David Ralph

Personal information
- Born: 17 August 1972 (age 53) Glasgow, Scotland

Sport
- Sport: Field hockey
- Position: Forward

Senior career
- Years: Team / Caps / Goals
- 1994–: Kelburne / - / -
- –: Loughborough Students / - / -

National team
- Years: Team / Caps / Goals
- –: Scotland /  / -

= David Ralph =

Scottish field hockey player and coach

David Ralph (born 17 August 1972) is a former international hockey player who played as a forward for Scotland.

== Biography ==
Ralph earned his first Scotland cap in 1994.

Ralph played club hockey for Kelburne in the Scottish leagues and Loughborough Students' Hockey Club in the Men's England Hockey League.
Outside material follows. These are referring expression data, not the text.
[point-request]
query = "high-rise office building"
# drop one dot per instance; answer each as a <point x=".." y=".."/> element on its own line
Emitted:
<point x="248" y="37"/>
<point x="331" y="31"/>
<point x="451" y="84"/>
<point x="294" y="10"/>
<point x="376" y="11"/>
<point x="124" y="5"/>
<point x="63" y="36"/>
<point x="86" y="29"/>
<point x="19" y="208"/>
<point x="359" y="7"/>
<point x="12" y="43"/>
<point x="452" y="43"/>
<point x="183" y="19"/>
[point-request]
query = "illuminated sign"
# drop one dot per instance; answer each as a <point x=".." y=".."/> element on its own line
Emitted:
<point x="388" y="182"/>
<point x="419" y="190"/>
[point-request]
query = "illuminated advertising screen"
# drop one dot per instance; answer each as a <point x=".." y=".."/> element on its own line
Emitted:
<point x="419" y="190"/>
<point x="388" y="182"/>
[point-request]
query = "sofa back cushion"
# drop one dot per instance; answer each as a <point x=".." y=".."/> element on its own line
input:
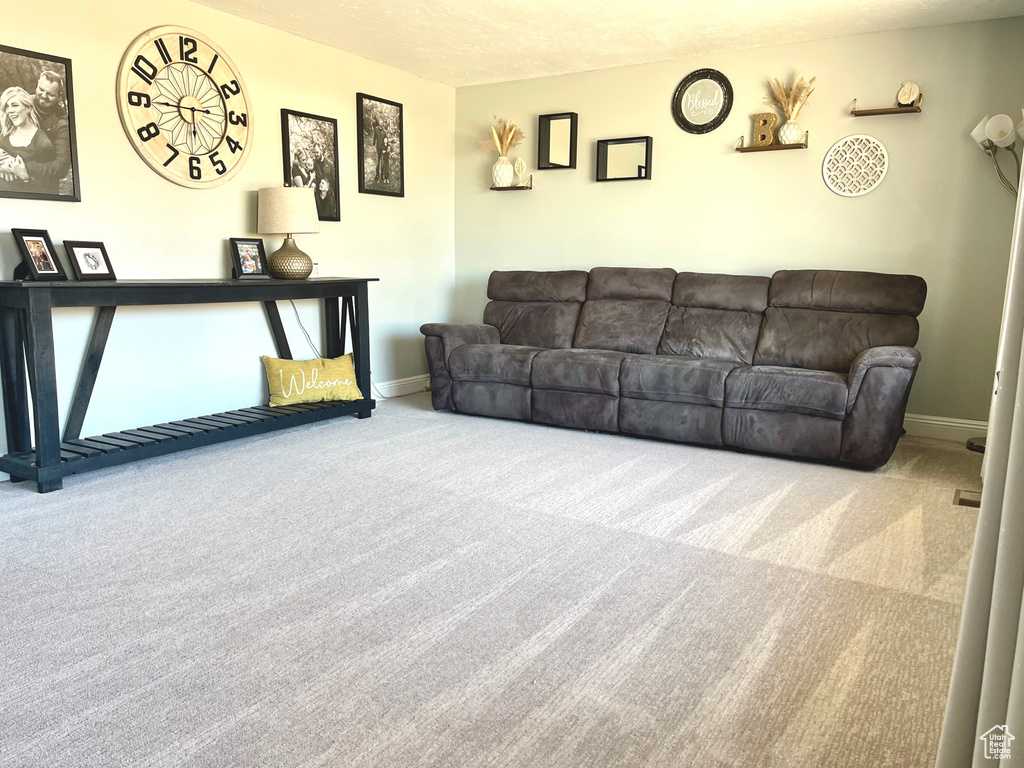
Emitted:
<point x="625" y="310"/>
<point x="822" y="320"/>
<point x="536" y="309"/>
<point x="716" y="316"/>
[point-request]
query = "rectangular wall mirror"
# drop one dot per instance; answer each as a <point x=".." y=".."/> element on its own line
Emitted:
<point x="625" y="159"/>
<point x="556" y="140"/>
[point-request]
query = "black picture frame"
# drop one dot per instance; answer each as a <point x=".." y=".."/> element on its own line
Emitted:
<point x="243" y="248"/>
<point x="643" y="171"/>
<point x="544" y="122"/>
<point x="39" y="258"/>
<point x="381" y="159"/>
<point x="50" y="158"/>
<point x="679" y="109"/>
<point x="88" y="260"/>
<point x="310" y="158"/>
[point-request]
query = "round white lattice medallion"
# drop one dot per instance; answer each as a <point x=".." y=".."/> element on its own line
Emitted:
<point x="855" y="165"/>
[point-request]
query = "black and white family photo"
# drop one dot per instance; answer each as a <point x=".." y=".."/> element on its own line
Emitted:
<point x="311" y="158"/>
<point x="38" y="152"/>
<point x="39" y="258"/>
<point x="381" y="155"/>
<point x="248" y="258"/>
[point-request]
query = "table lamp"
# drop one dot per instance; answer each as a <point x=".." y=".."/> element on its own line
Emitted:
<point x="288" y="210"/>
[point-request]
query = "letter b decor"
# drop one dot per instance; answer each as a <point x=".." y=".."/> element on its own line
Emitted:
<point x="764" y="129"/>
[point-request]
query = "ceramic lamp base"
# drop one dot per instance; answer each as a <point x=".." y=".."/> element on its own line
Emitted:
<point x="289" y="262"/>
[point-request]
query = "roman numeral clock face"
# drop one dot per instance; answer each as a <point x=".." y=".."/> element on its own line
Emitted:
<point x="184" y="107"/>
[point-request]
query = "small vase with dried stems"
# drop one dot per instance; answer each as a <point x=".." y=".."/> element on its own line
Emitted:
<point x="506" y="136"/>
<point x="790" y="102"/>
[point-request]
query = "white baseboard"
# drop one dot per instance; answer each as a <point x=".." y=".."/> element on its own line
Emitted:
<point x="401" y="387"/>
<point x="943" y="428"/>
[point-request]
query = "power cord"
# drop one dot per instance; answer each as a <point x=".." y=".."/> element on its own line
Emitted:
<point x="317" y="352"/>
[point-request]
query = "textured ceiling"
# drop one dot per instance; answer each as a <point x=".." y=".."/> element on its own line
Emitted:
<point x="468" y="42"/>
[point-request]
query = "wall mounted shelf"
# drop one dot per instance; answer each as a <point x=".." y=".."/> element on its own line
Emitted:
<point x="774" y="147"/>
<point x="518" y="187"/>
<point x="888" y="110"/>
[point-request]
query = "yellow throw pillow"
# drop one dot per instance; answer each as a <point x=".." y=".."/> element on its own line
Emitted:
<point x="311" y="381"/>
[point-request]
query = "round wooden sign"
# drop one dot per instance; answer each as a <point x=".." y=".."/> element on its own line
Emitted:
<point x="701" y="101"/>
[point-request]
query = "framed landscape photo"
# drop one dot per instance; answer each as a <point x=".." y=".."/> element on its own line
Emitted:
<point x="310" y="150"/>
<point x="248" y="259"/>
<point x="381" y="152"/>
<point x="89" y="260"/>
<point x="38" y="145"/>
<point x="38" y="255"/>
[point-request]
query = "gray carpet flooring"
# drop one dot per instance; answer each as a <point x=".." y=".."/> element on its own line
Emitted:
<point x="428" y="589"/>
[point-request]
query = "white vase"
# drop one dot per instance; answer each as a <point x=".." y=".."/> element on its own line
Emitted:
<point x="791" y="133"/>
<point x="503" y="172"/>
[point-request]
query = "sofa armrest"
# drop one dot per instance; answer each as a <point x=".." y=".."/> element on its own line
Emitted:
<point x="880" y="387"/>
<point x="906" y="357"/>
<point x="455" y="335"/>
<point x="440" y="339"/>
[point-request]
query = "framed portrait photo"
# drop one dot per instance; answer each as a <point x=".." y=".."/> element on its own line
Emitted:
<point x="38" y="256"/>
<point x="310" y="154"/>
<point x="38" y="145"/>
<point x="248" y="259"/>
<point x="89" y="260"/>
<point x="381" y="152"/>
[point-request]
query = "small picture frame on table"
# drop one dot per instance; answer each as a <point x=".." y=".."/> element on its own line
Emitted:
<point x="248" y="259"/>
<point x="39" y="259"/>
<point x="89" y="260"/>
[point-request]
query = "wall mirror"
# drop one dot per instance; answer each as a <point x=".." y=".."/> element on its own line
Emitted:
<point x="556" y="140"/>
<point x="701" y="101"/>
<point x="625" y="159"/>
Ralph was part of the Scotland Commonwealth Games team at the 2006 Commonwealth Games in Melbourne.

Ralph, an experienced international hockey coach was appointed Head Coach for the England and Great Britain women's hockey teams in September 2021.
He has previously been Assistant Head Coach for the England women's national field hockey team and Great Britain women's national field hockey team and the England men's national field hockey team and Great Britain men's national field hockey team.

His first coaching position was held at Brentwood Hockey Club, Essex before moving onto become head coach for Loughborough Students.

In 2013, he left Loughborough at the same time as fellow coach Jon Bleby as the pair took appointments with England Hockey as an assistant coaches. They were replaced by Jerome Goudie.